All About Intervention The American Prospect's Adam Serwer describes "unflinching defenses of American military intervention" and "American exceptionalism that demands certain standards of American conduct, not one that justifies our actions when we fall short. It neither justifies violence as a solution to all problems nor condemns it as useless."
Ending 'Politics of Fear' Spencer Ackerman writes, "Notice this is not about forswearing violence. It is about what to do over the long term to make violence less necessary. Obama said he would end a counterproductive war, and do so gradually. That’s exactly what he’s done. Obama said he would escalate a war he considered in the national interest. That’s exactly what he’s done."
'Realism With A Heart' Politico's Ben Smith explains. "Obama is trying to sell his foreign policy at home and abroad without public reference to human rights, viewed by this White House as cheap -- as used by Bush -- and potentially counterproductive. The challenge is to make cold-eyed realism appealing -- to create a kind of realism with a heart."
Improved, Humanitarian Realism The New Republic's Jon Chait says Obama "rebuked the left" as well as "the blinkered nationalism of the neoconservatives" to arrive at "a careful middle ground between the bloodlessness of realism and the unrealistic hope that America can stop evil everywhere.”
Realism Merged With Idealism The Plum Line's Greg Sargent suggests, "Obama seems to be trying to recast idealism in foreign policy as of a piece with realism, in the sense that a realistic and self-interested view of the world should hold that American ideals are more likely to foster peace and stability.
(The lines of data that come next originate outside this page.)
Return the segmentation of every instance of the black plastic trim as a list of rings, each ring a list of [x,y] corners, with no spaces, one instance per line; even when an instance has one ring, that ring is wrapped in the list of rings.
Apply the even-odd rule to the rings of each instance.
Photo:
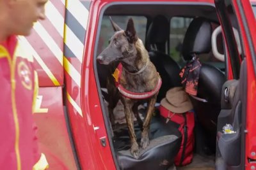
[[[185,150],[186,146],[187,145],[188,142],[188,124],[187,124],[187,117],[186,117],[186,113],[183,113],[182,116],[184,118],[184,140],[183,143],[183,149],[182,149],[182,153],[181,154],[181,159],[180,162],[180,166],[182,165],[182,162],[185,157]]]
[[[75,160],[76,166],[77,170],[81,169],[79,160],[77,157],[77,153],[76,152],[76,148],[75,145],[75,142],[74,141],[73,135],[72,133],[71,128],[70,126],[70,122],[68,116],[68,111],[67,106],[63,106],[64,117],[66,122],[67,130],[68,134],[69,141],[70,142],[71,148],[73,152],[74,159]]]

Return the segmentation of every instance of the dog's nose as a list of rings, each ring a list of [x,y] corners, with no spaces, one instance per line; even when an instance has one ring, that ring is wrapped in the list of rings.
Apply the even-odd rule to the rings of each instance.
[[[98,57],[97,57],[97,60],[99,63],[102,63],[103,62],[103,57],[102,57],[102,55],[99,55]]]

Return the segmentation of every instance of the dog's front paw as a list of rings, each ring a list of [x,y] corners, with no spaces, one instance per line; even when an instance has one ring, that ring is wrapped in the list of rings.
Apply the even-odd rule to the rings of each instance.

Realistic idealism? Idealistic realism?"
That's Old Territory The New Republic's Michael Crowley rejects the idea that combining realism with idealism is anything innovative. "[L]et's pause to note that setting up these alternatives and then embracing some synthesis between them is a hoary cliche of foreign policy speechmaking. Hillary Clinton, among many other people,made the same case more than two years ago. So did Robert Gates."
Obama Doctrine Is Bush Doctrine RedState's Erick Erickson thinks so. "I was surprised by Obama's speech. Parts sounded like full throated support for the Bush doctrine." He's not alone among conservatives.
What Doctrine? Wonkette's Jim Newell rolls his eyes. "Every president needs his own Military Doctrine, and sure, this'll do.
What do you think? Has the term ‘The Obama Doctrine’ permanently entered the political lexicon? If so, what do you think it is?